Aux États-Unis, il est habituel que les présidents récompensent leurs principaux donateurs en leur offrant des postes d’ambassadeur. Cette pratique, courante depuis la première moitié du XXe siècle, a contribué à la formation de deux « tiers » au sein du corps diplomatique américain : les ambassades considérées « techniques » sont généralement confiées à des diplomates de carrière, tandis que celles jugées plus « politiques » (en Europe notamment) reviennent souvent à des alliés politiques.
- En droit, la pratique dite du spoil system (« système des dépouilles ») pour des motifs financiers est proscrite par le Foreign Service Act de 1980, qui lit explicitement : « Les contributions aux campagnes politiques ne devraient pas constituer un facteur déterminant dans la nomination d’une personne au poste de chef de mission » 1.
- Dans les faits, tous les présidents américains depuis Carter ont perpétué cet usage — démocrates comme républicains —, tout en faisant attention à respecter un certain équilibre entre « amateurs » et diplomates de carrière.
- Durant son mandat, les ambassadeurs « politiques » nommés par George W. Bush représentaient ainsi 32 % du corps diplomatique, 30 % en moyenne au cours des deux mandats de Barack Obama, 41 % pour Biden et 43 % au cours du premier mandat de Trump.
- Or, depuis le début de son deuxième mandat, 100 % des 52 ambassadeurs nommés par le président républicains sont des choix politiques.

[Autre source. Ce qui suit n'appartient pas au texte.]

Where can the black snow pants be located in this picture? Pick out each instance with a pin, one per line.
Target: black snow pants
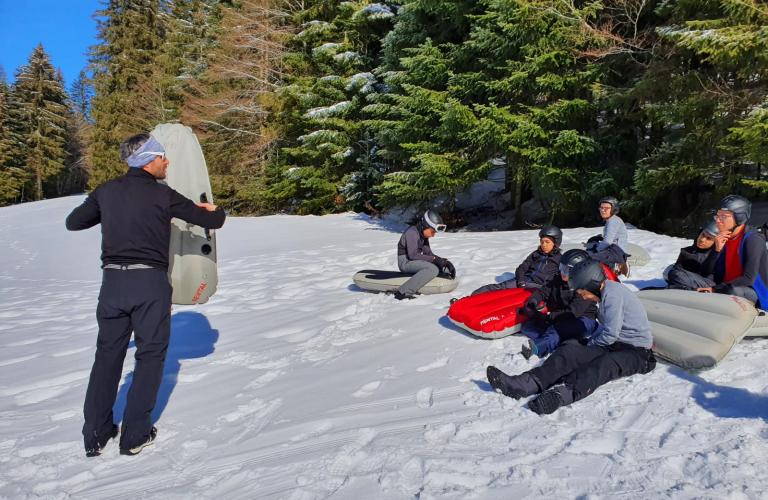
(137, 301)
(610, 256)
(680, 279)
(585, 368)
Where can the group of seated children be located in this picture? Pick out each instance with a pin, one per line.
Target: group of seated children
(596, 330)
(727, 257)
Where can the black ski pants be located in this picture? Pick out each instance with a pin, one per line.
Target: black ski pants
(137, 301)
(680, 279)
(585, 368)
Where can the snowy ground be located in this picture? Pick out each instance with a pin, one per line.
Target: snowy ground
(291, 383)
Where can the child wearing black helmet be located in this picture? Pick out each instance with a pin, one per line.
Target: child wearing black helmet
(414, 255)
(569, 315)
(693, 269)
(741, 267)
(539, 268)
(620, 347)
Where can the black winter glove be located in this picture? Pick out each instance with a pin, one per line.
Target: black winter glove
(533, 314)
(450, 270)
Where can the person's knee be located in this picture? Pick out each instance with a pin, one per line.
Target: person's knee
(433, 270)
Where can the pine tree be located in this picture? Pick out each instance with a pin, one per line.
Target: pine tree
(81, 95)
(12, 177)
(324, 163)
(511, 86)
(702, 94)
(42, 112)
(127, 97)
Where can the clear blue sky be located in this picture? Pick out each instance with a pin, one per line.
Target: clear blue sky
(66, 29)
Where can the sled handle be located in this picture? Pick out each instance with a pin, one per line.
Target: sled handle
(204, 199)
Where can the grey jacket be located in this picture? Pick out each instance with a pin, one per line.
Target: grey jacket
(622, 318)
(414, 245)
(614, 233)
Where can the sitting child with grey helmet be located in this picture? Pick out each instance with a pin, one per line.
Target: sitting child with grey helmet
(693, 269)
(620, 347)
(539, 268)
(414, 255)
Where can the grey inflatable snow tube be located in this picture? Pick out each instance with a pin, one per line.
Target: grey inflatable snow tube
(697, 330)
(638, 256)
(388, 281)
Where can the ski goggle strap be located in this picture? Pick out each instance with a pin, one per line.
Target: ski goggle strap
(146, 153)
(434, 225)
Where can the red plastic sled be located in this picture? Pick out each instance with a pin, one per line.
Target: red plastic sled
(491, 315)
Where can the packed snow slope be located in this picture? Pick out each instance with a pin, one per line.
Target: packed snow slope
(291, 383)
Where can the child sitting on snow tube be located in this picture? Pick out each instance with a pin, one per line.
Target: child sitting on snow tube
(414, 255)
(539, 268)
(570, 316)
(619, 348)
(609, 248)
(742, 265)
(693, 269)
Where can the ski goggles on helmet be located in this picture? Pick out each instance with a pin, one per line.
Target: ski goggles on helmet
(565, 269)
(439, 227)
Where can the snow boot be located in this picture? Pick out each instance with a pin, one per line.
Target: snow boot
(622, 269)
(549, 401)
(95, 444)
(137, 449)
(516, 387)
(530, 349)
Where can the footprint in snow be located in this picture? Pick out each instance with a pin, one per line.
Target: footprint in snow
(367, 389)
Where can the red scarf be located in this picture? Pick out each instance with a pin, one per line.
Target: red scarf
(733, 267)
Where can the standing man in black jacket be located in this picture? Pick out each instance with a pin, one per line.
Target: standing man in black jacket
(135, 214)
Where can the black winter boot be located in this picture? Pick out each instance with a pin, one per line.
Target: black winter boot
(549, 401)
(137, 449)
(518, 386)
(95, 444)
(529, 349)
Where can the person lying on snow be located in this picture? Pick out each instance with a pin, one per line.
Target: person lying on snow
(539, 268)
(693, 269)
(741, 267)
(414, 255)
(620, 347)
(569, 315)
(610, 247)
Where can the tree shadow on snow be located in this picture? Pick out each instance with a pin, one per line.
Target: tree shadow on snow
(483, 385)
(191, 337)
(388, 225)
(723, 401)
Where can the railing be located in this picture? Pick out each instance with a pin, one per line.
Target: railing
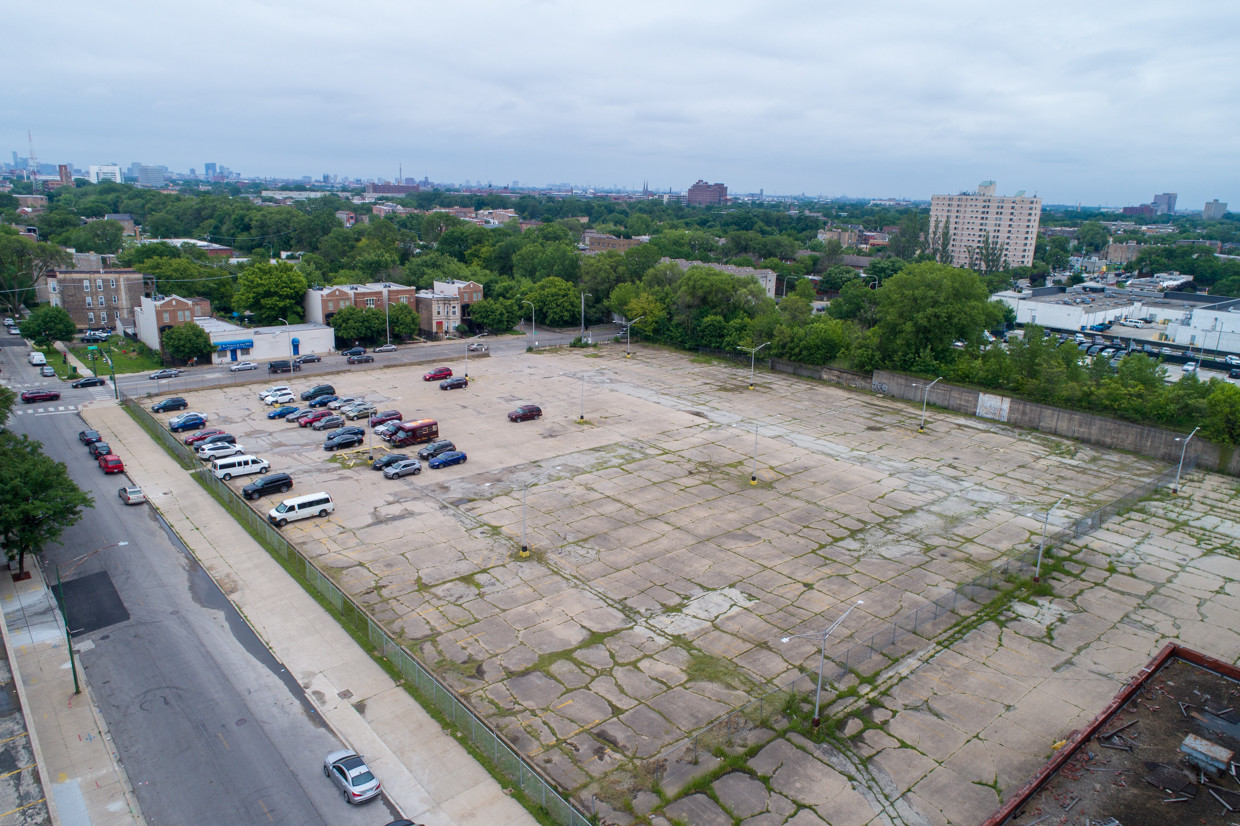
(504, 755)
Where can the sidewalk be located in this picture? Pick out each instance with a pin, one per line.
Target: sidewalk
(425, 772)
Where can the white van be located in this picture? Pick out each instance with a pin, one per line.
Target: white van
(241, 465)
(300, 507)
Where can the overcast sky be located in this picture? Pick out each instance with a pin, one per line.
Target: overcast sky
(1094, 102)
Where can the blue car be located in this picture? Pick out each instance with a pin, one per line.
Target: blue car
(448, 458)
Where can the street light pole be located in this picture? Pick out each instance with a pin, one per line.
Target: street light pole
(1042, 546)
(925, 397)
(533, 324)
(1182, 452)
(822, 656)
(753, 357)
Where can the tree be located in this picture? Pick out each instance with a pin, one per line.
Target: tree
(186, 342)
(47, 324)
(37, 497)
(270, 292)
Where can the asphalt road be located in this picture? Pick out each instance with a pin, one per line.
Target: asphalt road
(207, 723)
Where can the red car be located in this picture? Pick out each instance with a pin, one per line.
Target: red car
(437, 373)
(201, 434)
(310, 418)
(385, 417)
(112, 464)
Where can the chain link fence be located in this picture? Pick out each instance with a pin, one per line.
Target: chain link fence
(486, 739)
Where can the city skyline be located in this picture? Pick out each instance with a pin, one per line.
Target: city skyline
(1100, 106)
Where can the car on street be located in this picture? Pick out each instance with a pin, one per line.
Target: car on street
(385, 417)
(202, 435)
(435, 448)
(447, 459)
(344, 440)
(383, 461)
(351, 775)
(175, 403)
(187, 422)
(218, 450)
(268, 484)
(403, 468)
(316, 391)
(525, 412)
(112, 464)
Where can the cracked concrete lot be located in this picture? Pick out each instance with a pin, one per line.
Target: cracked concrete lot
(661, 581)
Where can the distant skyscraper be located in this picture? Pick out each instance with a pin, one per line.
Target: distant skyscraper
(974, 220)
(703, 194)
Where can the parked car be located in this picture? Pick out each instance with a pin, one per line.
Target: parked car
(327, 422)
(316, 391)
(112, 464)
(435, 448)
(268, 484)
(344, 440)
(351, 775)
(385, 417)
(201, 435)
(389, 459)
(525, 412)
(187, 422)
(358, 409)
(218, 449)
(403, 468)
(447, 459)
(175, 403)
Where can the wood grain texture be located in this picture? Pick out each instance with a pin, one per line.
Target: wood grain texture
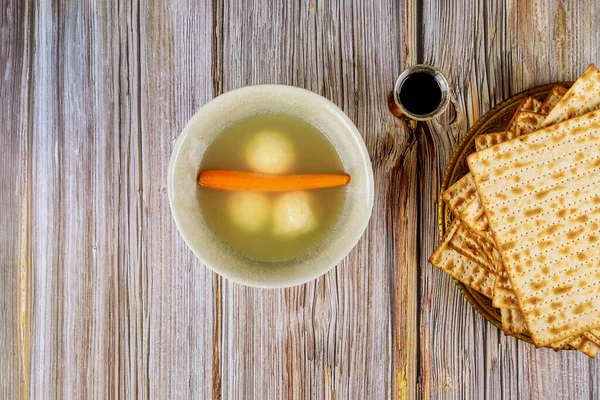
(101, 297)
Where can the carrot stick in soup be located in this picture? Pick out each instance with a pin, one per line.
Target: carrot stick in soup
(239, 180)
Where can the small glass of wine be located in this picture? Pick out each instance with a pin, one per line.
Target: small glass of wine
(421, 93)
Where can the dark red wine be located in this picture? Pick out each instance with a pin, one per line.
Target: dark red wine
(420, 93)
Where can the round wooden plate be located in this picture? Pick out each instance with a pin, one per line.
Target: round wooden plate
(494, 120)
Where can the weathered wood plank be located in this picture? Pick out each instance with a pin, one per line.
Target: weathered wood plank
(176, 69)
(508, 47)
(15, 51)
(120, 305)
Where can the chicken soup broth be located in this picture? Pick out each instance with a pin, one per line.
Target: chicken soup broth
(275, 226)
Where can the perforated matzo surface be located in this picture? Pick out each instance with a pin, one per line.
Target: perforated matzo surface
(541, 194)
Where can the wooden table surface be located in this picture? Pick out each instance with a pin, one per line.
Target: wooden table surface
(99, 295)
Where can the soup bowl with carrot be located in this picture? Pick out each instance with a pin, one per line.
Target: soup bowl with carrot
(270, 185)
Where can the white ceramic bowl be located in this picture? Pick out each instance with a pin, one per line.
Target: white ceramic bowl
(225, 110)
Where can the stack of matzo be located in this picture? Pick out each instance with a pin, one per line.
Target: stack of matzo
(526, 231)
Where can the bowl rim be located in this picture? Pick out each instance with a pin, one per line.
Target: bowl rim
(365, 165)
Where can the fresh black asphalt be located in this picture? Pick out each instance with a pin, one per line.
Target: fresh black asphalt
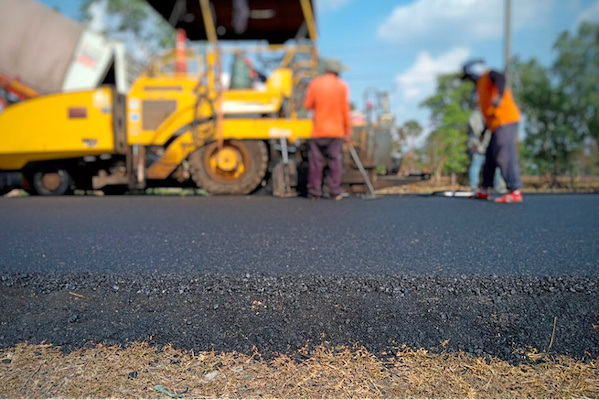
(546, 235)
(273, 275)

En raison du nombre important de postes nécessitant une confirmation du Sénat (environ 1 300), l’administration Trump a nommé à ce stade moins d’un tiers des ambassadeurs qui dirigeront les quelque 189 missions diplomatiques américaines. En raison de l’usage pour les personnalités politiques d’offrir leur démission lors de l’arrivée d’une nouvelle administration, la plupart des nominations de Trump sont elles aussi de nature politique.
Il existe toutefois quelques exceptions notables, dans lesquelles des diplomates de carrière sont remplacés par des personnalités politiques.

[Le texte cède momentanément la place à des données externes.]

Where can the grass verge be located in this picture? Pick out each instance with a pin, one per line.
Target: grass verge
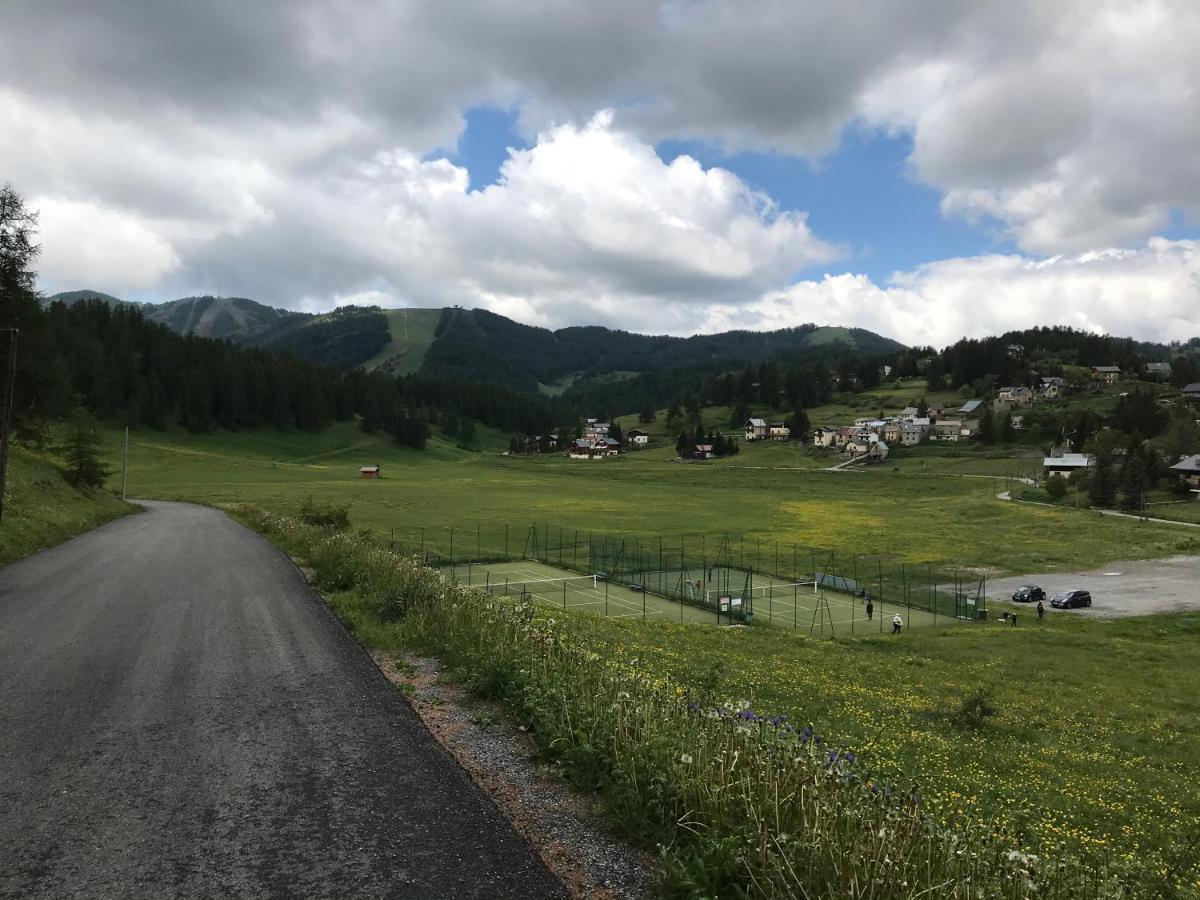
(739, 803)
(41, 509)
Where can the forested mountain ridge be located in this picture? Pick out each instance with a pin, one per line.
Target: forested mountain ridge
(484, 347)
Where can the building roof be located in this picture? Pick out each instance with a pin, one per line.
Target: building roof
(1189, 463)
(1068, 461)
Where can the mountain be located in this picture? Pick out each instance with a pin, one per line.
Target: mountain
(477, 345)
(73, 297)
(483, 347)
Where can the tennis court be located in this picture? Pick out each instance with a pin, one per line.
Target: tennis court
(777, 603)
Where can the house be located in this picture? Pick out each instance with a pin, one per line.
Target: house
(756, 430)
(1067, 463)
(823, 437)
(1051, 388)
(912, 433)
(947, 430)
(1017, 396)
(1187, 471)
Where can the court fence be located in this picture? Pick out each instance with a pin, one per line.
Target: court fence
(731, 575)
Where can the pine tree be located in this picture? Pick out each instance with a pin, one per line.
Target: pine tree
(82, 449)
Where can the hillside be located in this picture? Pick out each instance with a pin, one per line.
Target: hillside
(475, 345)
(483, 347)
(41, 509)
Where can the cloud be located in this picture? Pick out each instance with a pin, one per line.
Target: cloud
(286, 149)
(1151, 293)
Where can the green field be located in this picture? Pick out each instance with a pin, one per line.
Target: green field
(412, 333)
(1096, 733)
(909, 516)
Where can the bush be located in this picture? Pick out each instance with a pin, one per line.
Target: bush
(975, 709)
(1056, 487)
(325, 516)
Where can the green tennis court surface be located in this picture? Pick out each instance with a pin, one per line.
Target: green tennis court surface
(777, 603)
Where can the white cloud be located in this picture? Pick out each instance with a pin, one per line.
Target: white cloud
(84, 244)
(281, 149)
(1150, 293)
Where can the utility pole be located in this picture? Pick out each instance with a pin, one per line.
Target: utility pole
(10, 390)
(125, 462)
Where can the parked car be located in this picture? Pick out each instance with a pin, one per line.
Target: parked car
(1071, 599)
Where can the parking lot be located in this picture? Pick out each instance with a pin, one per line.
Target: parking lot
(1125, 588)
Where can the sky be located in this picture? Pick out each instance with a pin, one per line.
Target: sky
(929, 169)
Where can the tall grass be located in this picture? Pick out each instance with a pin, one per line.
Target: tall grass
(739, 803)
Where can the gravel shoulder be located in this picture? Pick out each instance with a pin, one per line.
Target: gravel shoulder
(1122, 588)
(181, 715)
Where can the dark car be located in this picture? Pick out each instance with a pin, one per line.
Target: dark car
(1029, 594)
(1071, 599)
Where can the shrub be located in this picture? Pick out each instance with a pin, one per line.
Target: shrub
(325, 515)
(975, 709)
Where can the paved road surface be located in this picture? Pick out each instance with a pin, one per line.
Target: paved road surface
(1125, 588)
(180, 715)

- En Estonie, l’ancien ambassadeur et diplomate de carrière George P. Kent devrait être remplacé par Roman Pipko, un avocat né en Estonie sous l’occupation soviétique.
- S’il n’a vraisemblablement pas contribué à la campagne de Trump, sa fille, Elizabeth Pipko, a été nommée l’an dernier porte-parole de l’organe de direction du Parti républicain, le RNC, après avoir contribué à la campagne de Trump de 2016 — et avoir célébré son mariage à Mar-a-Lago en 2018 sur le thème « Make Marriage Great Again » 2.
- Au Koweït, Trump a nommé Amer Ghalib en remplacement de Karen Sasahara, une diplomate de carrière en poste comme consul général à Jérusalem de 2018 à 2019.
- Ghalib, un ancien démocrate ayant rallié la campagne républicaine en septembre 2024 — soit deux mois avant l’élection —, est perçu comme l’un des principaux soutiens ayant contribué à la victoire de Trump dans le Michigan, un swing state clef de la région des Grands Lacs.
- En Uruguay, la diplomate Heide B. Fulton, ex-chargée d’affaires au Honduras, devrait être remplacée par Lou Rinaldi, un homme d’affaires né en Italie qui a joué durant la première administration Trump un rôle d’intermédiaire entre l’ex-président uruguayen Luis Lacalle Pou et le républicain.
- Rinaldi est devenu un proche ami de Trump au début des années 1990 ainsi qu’un partenaire de golf régulier, avec qui il jouait « presque tous les week-ends » jusqu’en 2017 3. Le message de l’équipe de transition de Trump annonçant sa nomination ajoutait : « Lou est un excellent golfeur et il va vivre dans un pays qui possède de superbes parcours ».
Au sein des ministères des Affaires étrangères, la nomination d’une personnalité considérée proche du président américain est plutôt vue d’un bon œil, perçue comme un moyen pour les industriels, financiers et pouvoirs politiques d’accéder plus facilement à Donald Trump.
À Paris, l’ambassade américaine devrait ainsi accueillir dans les prochaines semaines le père du gendre de Trump, Charles Kushner, gracié par le président américain en 2020 suite à une condamnation pour évasion fiscale, contributions illégales à une campagne électorale et subornation de témoin.
Sources
- Foreign Service Act of 1980.
- Aiden Pink et Jenny Singer, « One Month In, ‘Jexodus’ Group Has Trump’s Support – And Not Much Else », Forward, 2 avril 2019.
- Joaquín Silva, « La historia del uruguayo que es íntimo amigo de Donald Trump », El Observador, 12 janvier 2019.